Ruth & I did 3 industrial tours on our just completed trip. The most fun was the SPAM Museum in Austin, MN, which opened in 2016. SPAM has promoted its products in a museum since 1991.
George Hormel was a gambler. He often played cards for money and lost, but his fortunes turned around when he landed in Austin and went into the meat-packing business. He produced hams, sausages, bacon, and a son named Jay. A World War I vet, Jay followed his father into the meat business and introduced Hormel’s most successful product, not ox joints in gravy but SPAM. SPAM made its first appearance in 1937, and Jay served as Hormel’s President until 1954. In 1944, more than 90% of the canned foods produced by Hormel were bought by the U. S. Government to feed to its armies in Europe and the Pacific.

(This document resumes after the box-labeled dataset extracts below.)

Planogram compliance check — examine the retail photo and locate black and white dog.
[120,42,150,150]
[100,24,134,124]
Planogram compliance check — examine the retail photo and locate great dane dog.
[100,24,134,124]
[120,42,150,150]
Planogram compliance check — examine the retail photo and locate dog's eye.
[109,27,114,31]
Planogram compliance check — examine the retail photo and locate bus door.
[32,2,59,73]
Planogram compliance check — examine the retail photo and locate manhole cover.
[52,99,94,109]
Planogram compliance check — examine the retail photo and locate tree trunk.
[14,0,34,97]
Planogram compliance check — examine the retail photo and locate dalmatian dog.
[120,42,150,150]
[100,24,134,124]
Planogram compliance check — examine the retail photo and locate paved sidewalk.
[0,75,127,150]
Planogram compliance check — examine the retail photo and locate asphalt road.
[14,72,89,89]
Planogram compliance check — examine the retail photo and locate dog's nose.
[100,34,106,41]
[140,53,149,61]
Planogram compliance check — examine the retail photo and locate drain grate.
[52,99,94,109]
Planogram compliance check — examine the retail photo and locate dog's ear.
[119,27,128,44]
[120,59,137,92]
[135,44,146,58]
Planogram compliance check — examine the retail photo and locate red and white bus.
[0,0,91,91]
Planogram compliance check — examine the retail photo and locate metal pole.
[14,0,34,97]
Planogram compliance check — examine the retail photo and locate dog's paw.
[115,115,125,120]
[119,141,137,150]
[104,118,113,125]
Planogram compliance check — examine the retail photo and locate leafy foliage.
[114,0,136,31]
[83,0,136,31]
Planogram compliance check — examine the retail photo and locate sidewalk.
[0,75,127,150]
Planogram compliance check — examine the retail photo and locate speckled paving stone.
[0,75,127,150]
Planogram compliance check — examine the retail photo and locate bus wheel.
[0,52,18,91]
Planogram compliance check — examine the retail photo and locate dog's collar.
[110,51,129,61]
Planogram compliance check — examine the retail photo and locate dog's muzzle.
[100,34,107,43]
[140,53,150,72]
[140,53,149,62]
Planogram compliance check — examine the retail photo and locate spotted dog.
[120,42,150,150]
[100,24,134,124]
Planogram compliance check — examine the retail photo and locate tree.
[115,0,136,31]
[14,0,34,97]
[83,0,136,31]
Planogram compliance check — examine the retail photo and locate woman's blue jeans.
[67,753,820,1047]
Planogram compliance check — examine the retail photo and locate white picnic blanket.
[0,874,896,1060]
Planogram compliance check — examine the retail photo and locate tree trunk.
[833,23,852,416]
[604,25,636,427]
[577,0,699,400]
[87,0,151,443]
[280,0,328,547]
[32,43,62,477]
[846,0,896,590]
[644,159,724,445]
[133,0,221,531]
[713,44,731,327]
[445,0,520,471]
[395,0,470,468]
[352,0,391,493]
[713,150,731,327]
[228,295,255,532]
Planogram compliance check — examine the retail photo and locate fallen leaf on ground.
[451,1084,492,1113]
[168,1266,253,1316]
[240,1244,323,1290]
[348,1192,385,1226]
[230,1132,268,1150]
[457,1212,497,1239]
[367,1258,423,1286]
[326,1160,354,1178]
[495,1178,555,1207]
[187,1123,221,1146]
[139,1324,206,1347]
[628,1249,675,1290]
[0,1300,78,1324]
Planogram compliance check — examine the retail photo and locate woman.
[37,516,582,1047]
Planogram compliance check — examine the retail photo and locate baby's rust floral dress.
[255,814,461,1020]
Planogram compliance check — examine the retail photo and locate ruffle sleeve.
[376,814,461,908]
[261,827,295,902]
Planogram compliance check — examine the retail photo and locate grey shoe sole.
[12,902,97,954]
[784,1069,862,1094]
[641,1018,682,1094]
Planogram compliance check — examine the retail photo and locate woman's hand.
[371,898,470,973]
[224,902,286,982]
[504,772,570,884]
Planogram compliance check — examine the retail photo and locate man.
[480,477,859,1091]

Jay was a master of promotion. When he introduced chili in a can in 1935, he sent a 20-piece Mexican song and dance troupe called the Hormel Clili Beaners around the country to play music and offer free samples of Hormel’s new canned product.
Hawaii consumes more SPAM than any other state, about 8 million cans per year. Former President Obama, who spent a lot of his youth there, is an enthusiastic SPAM fan. The country that eats the most SPAM is Guam. Panama is the biggest consumer of this meat product in Latin America. There are now 15 varieties of SPAM marketed throughout the world. We sampled 4 of them on the tour. The Tocino variety was specifically created for the Philippines. SPAM was introduced in China 10 years ago. Today, 2 Chinese factories produce it and a 3rd manufactures Skippy Peanut Butter, another of Hormel’s successful products. A new SPAM factory is in the works for this country where people praise SPAM’s “meaty, juicy satisfaction”. SPAM is also wildly popular in South Korea, where sales of it are the 2nd largest in the world.
Stopping at this SPAM Museum taught me something about Ruth that I did not know. During the tour, she reminisced about her father Bill, an avid fan of SPAM. He got a taste for it while in the military and continued to eat a lot of it in civilian life. SPAM, according to Ruth, was one of the 1st true convenience foods, and no family fishing trip commenced without it.